Line 18. Insurance liabilities.   Include on this line:
  • Undiscounted unpaid losses.

  • Loss adjustment expenses.

  • Unearned premiums.

  See section 846 for more information.

Line 27. Adjustments to shareholders' equity.   Some examples of adjustments to report on this line include:
  • Unrealized gains and losses on securities held “available for sale.

  • Foreign currency translation adjustments.

  • The excess of additional pension liability over unrecognized prior service cost.

  • Guarantees of employee stock ownership plan (ESOP) debt.

  • Compensation related to employee stock award plans.

  If the total adjustment to be entered on line 27 is a negative amount, enter the amount in parentheses.

Schedule M-1— Reconciliation of Income (Loss) per Books With Income per Return

All insurance companies required to file Form 1120-PC, with total assets (non-consolidated or consolidated for all corporations included within the tax consolidation group) of $10 million or more on the last day of the tax year must complete Schedule M-3 (Form 1120-PC) instead of Schedule M-1. See Schedule M-3 (Form 1120-PC), earlier. A corporation filing Form 1120-PC that is not required to file Schedule M-3 (Form 1120-PC) may voluntarily file Schedule M-3 (Form 1120-PC) instead of Schedule M-1. See the Instructions for Schedule M-3 (Form 1120-PC) for more information.
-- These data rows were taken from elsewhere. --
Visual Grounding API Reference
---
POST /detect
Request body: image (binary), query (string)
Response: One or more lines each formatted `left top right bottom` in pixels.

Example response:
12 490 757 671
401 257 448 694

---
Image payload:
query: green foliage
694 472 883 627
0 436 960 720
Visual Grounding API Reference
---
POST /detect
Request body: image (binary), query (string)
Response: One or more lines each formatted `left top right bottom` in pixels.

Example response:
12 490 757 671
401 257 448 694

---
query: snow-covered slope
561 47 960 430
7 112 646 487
Line 5c. Travel and entertainment.   Include on line 5c any of the following.
  • Meals and entertainment expenses not deductible under section 274(n).

  • Expenses for the use of an entertainment facility.
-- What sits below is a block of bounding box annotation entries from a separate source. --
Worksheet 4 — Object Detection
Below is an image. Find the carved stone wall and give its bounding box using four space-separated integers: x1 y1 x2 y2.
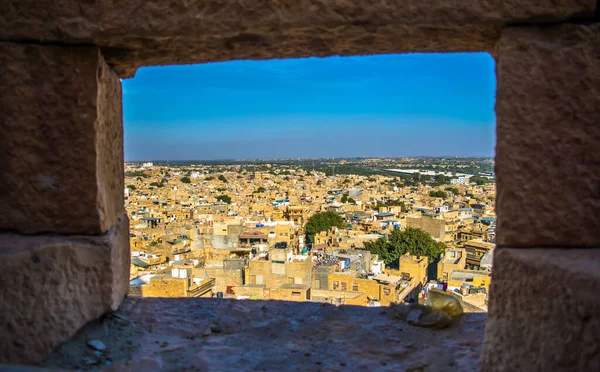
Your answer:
0 0 600 371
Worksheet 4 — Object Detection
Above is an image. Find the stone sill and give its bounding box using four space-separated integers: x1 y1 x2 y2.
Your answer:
41 298 486 371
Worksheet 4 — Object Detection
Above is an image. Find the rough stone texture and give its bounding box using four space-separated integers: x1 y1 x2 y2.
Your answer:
0 0 596 76
0 43 124 234
0 216 129 364
43 297 486 372
481 248 600 371
495 24 600 247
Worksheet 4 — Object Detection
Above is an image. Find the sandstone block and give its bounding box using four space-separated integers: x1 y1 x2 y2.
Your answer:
480 248 600 371
0 0 596 76
495 24 600 247
0 216 129 364
0 43 124 234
  • The part of business gifts over $25.

  • Expenses of an individual over $2,000 which are allocable to conventions on cruise ships.

  • Employee achievement awards over $400.

  • The cost of entertainment tickets over face value (also subject to 50% limit under section 274(n)).

  • The cost of skyboxes over the face value of nonluxury box seat tickets.

  • The part of luxury water travel expenses not deductible under section 274(m).

  • Expenses for travel as a form of education.

  • Other nondeductible travel and entertainment expenses.

  For more information, see Pub. 535.

Line 7a. Tax-exempt interest.   Report any tax-exempt interest received or accrued, including any exempt-interest dividends received as a shareholder in a mutual fund or other RIC. Also report this same amount on Schedule I, item 10.